Premio “Nobel” per la Letteratura, la questione è tutta geopolitica

Dopo Dylan non può vincere un altro americano, così restano in corsa Rushdie (India), Oz (Israele) e Magris (Italia). Gray (Scozia) outsider.

Si assegna giovedì 5 ottobre, alle 13 ora italiana, il premio “Nobel” per la Letteratura e, nell’incertezza, tra gli esperti c’è una sola convinzione: dopo due edizioni insolite, col premio assegnato prima a Svetlana Aleksievic, autrice di reportage più che di fiction, e poi a un cantante, Bob Dylan, l’edizione 2017 dovrebbe segnare un ritorno alla tradizione.

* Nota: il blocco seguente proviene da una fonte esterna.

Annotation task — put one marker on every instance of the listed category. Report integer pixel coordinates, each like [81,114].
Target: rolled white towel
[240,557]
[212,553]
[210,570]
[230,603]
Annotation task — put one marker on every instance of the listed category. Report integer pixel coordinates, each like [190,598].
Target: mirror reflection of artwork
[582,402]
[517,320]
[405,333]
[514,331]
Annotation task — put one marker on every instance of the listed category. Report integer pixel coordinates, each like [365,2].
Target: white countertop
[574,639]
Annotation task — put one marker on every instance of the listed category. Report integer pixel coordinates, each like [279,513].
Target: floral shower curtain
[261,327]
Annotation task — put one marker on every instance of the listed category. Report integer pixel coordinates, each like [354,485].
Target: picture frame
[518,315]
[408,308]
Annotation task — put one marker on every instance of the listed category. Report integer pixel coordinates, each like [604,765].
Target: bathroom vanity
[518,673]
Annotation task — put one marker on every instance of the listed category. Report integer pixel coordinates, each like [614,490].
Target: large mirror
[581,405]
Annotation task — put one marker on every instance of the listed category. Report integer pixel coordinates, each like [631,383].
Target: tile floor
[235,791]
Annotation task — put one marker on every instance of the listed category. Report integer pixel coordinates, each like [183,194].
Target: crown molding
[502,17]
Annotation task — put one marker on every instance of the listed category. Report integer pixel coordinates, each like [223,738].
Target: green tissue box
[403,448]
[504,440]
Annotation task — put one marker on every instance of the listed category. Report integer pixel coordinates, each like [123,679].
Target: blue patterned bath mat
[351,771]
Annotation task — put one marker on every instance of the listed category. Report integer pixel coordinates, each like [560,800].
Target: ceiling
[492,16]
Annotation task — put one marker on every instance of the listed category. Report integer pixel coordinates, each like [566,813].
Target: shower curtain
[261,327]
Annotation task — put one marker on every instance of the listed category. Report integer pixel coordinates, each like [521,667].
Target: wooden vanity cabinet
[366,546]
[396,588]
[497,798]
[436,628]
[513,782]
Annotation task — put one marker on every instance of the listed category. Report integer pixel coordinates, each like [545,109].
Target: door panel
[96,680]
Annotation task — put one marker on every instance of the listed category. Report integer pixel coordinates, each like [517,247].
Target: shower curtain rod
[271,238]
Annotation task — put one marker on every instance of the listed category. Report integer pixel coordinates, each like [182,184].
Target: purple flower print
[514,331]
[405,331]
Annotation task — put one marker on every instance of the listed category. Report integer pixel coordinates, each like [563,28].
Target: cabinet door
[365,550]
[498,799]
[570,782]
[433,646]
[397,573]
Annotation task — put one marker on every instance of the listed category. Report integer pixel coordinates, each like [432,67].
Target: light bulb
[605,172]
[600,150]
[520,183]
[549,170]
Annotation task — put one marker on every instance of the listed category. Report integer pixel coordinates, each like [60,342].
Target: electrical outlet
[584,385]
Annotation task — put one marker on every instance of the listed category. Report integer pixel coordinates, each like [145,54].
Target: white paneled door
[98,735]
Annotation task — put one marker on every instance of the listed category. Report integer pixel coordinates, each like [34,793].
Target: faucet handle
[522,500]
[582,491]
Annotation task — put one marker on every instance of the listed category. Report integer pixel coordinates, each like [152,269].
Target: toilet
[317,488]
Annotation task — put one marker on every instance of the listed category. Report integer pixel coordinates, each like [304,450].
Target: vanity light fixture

Di nomi di favoriti ce ne sono parecchi – e in in pole position le fonti danno l’anglo-indiano Salman Rushdie, l’israeliano Amos Oz e l’italiano Claudio Magris – ma all’ultimo momento alcune fonti evocano il nome di un outsider davvero impensato: il grande e misconosciuto autore scozzese Alasdair Gray, l’autore di “Lanark” (in Italia l’ha tradotto una piccola casa editrice, Safarà), un’epopea psichedelica e anti-epica in quattro libri considerata dai critici la vera e propria ‘divina commedia’ in lingua anglosassone.

Di nomi, come sempre, ne circolano tantissimi. Philip Roth, don De Lillo e soprattutto Thomas Pynchon avrebbero tutte le carte in regola per stracciare la concorrenza ma l’affermazione di Dylan l’anno scorso riduce praticamente a zero le possibilità di successo di un altro statunitense. Ed è sempre per analoghi motivi di geopolitica letteraria che il pur quotatissimo autore cinese Yan Lianke non sembra avere grandi opportunità, troppo recenti le vittorie di Gao Xingjian nel 2000 e soprattutto di Mo Yan nel 2012.

Per capire a chi andrà la vittoria sembra quindi il caso di guardare altrove. A parte l’ipotesi Gray, il nodo sembra come al solito ‘politico’. Se sul nome del siriano Adonis grava l’ombra di un atteggiamento troppo tiepido nei confronti del regime di Assad, l’israeliano Amos Oz ha le credenziali in ordine: un’opera letteraria di grandissimo spessore e un impegno cristallino per la pace in Medio Oriente. Di altra natura la candidatura di Salman Rushdie, penalizzato a lungo dalla fatwa iraniana. Adesso, dopo l’accordo sul nucleare iraniano, il clima è molto diverso e premiare Rusdhie darebbe un segnale in quel senso, anche a… Donald Trump (che dell’accordo con Teheran vorrebbe fare carta straccia).

Infine, la candidatura Magris. Due gli elementi a favore dell’autore triestino: letterato purissimo, Magris è comunque autore di opere non strettamente di fiction e in questo senso l’accademia di Svezia avrebbe la possibilità, con lui, di restare nel solco della tradizione senza rinnegare le innovazioni degli ultimi anni. Inoltre premiare Magris significherebbe omaggiare la ‘vecchia’ Europa in una fase storica in cui l’unità europea è fortemente in discussione (e gli esperti citano naturalmente la Brexit ma anche la crisi dei migranti). Quanto agli outsider, la lista è infinita ma per esperti e bookmaker i nomi da tenere inconsiderazione in ultima analisi sono tre o quattro: il keniano Ngugi wa Thiong’o, il giapponese Murakami, il portoghese Lobo Antunes e l’albanese Ismail Kadarè.

A meno che, senza allontanarsi troppo di confini degli States, l’accademia non voglia premiare la canadese Margaret Atwood anche sulla scia del rinnovato successo del suo romanzo, “The Handmaid’s Tale”, di recente adattato in serie televisiva. Sarebbe anche un modo per bilanciare il palmares del premio in termini di genere: su 113 premiati solo 14 sono state donne.